Suara Bersama

Toleransi dalam Pancasila: Kunci Menghentikan Kebencian dan Diskriminasi

 

Suarabersama.com, jakarta – Badan Pembinaan Ideologi Pancasila (BPIP) menegaskan pentingnya toleransi dan persaudaraan dalam Pancasila sebagai kunci utama untuk menghentikan kebencian dan diskriminasi di Indonesia.

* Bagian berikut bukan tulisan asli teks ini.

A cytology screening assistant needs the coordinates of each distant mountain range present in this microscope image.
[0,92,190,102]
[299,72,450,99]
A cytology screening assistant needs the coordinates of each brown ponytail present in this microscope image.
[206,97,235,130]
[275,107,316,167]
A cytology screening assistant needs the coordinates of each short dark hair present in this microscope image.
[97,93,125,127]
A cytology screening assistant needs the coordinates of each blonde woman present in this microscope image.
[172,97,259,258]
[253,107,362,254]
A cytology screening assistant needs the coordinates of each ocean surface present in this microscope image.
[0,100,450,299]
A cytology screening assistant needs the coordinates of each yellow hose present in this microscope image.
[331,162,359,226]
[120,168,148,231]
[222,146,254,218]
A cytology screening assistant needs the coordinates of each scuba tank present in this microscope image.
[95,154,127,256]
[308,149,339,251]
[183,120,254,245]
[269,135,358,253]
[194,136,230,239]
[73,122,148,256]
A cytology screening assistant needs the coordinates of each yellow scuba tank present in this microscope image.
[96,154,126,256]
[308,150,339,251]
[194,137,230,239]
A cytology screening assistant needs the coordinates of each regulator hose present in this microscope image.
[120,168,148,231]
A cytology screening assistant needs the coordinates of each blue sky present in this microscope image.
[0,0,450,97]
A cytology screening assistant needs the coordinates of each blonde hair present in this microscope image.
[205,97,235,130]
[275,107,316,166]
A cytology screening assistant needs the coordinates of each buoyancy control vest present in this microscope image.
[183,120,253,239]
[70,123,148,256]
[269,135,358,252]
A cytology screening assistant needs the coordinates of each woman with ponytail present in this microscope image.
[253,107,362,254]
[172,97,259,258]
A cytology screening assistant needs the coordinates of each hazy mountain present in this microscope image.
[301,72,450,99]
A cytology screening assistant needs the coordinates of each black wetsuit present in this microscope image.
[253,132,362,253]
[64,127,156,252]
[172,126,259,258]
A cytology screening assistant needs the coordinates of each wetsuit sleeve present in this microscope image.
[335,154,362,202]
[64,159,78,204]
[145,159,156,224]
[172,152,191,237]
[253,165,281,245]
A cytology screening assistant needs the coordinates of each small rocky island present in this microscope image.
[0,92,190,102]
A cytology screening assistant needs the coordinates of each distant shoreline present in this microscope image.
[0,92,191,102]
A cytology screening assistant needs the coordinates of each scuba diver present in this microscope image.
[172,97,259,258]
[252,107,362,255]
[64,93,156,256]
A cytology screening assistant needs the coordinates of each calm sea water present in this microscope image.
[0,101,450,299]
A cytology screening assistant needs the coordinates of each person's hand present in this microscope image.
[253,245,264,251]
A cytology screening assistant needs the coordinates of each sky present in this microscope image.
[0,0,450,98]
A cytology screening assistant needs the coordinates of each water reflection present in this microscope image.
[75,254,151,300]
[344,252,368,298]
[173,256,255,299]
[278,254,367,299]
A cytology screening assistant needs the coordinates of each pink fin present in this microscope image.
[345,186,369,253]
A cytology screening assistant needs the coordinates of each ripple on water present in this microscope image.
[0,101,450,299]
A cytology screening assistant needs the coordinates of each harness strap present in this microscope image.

Staff Khusus Ketua Dewan Pengarah BPIP, Antonius Benny Susetyo, menyampaikan hal ini dalam sebuah podcast yang diadakan oleh LSM Aspirasi, Sabtu (6/7/2024).

Antonius Benny Susetyo, atau yang akrab disapa Romo Benny, menekankan bahwa peran umat beragama sangat penting dalam menjaga perdamaian dan memanfaatkan agama sebagai sumber inspirasi untuk memajukan kemanusiaan. “Setiap umat beriman dipanggil untuk mewujudkan persaudaraan sejati di antara umat manusia,” ujarnya.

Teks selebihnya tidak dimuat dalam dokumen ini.